Will upgrade India rating if overall deficit drops under 7% of GDP: S&P
India’s sovereign credit rating could be upgraded if the fiscal deficit narrows “meaningfully” to bring the country’s overall general government deficit to under 7% of GDP, a top official at S&P Global Ratings said on Tuesday.
S&P Global had raised its rating outlook for the country to ‘positive’ earlier this year, based on a view that continued policy stability, deepening economic reforms, and high infrastructure investments would sustain the economy’s growth prospects.
“We see a lot of promise in India’s economic growth story, even amid a somewhat challenging global economic growth outlook,” said Andrew Wood, director, sovereigns and international public finance for Asia-Pacific at the rating major. “Looking ahead, we could raise the ratings if India’s fiscal deficits narrow meaningfully, such that the net general government deficit falls below 7% of GDP on a structural basis,” he added.

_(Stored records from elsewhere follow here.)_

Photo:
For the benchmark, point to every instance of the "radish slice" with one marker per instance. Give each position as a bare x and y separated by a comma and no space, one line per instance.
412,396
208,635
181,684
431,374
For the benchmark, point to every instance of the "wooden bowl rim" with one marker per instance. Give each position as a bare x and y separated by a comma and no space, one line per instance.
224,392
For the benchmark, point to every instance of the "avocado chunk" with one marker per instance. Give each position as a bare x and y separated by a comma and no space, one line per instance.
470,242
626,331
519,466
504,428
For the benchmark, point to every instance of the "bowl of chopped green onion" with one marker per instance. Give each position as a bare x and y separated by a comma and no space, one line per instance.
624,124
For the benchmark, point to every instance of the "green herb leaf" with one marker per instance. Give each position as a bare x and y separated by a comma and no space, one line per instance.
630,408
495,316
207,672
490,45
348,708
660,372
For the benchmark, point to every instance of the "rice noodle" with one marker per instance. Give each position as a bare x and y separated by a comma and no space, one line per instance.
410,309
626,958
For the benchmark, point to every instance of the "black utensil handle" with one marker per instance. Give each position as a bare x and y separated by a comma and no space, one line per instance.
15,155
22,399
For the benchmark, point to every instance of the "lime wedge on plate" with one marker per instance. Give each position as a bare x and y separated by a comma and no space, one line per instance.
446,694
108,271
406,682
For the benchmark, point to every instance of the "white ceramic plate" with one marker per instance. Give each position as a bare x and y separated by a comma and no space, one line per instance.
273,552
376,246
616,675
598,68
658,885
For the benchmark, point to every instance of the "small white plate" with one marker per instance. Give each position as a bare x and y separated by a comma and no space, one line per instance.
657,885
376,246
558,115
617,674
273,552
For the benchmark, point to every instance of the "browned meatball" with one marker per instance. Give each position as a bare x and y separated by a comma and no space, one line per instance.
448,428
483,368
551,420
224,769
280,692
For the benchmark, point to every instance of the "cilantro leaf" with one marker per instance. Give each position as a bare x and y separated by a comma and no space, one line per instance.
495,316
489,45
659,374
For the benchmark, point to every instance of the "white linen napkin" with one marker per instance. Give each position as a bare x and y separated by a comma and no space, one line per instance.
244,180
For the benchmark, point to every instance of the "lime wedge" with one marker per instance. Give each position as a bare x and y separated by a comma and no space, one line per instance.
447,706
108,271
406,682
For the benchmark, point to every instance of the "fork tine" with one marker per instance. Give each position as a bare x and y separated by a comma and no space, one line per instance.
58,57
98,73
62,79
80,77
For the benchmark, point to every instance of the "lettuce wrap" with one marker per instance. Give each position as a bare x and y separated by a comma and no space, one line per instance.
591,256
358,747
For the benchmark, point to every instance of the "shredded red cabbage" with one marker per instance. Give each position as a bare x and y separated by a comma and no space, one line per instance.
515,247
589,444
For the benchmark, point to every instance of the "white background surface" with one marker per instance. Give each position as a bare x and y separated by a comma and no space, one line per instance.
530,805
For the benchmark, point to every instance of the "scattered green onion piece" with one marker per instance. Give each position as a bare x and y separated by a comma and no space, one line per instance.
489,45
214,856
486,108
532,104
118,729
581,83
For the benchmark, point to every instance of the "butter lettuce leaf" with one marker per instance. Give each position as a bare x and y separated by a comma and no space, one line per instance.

Terming the central government’s lower fiscal deficit target of 4.9% of GDP for 2024-25 as “good news at the margin”, Mr. Wood noted that the general government deficit, which includes State governments’ deficits, is likely to remain above 7% of GDP “at least” for the current year. “The trajectory for this metric over the next few years will remain an important one for the directionality of India’s ratings,” he underlined.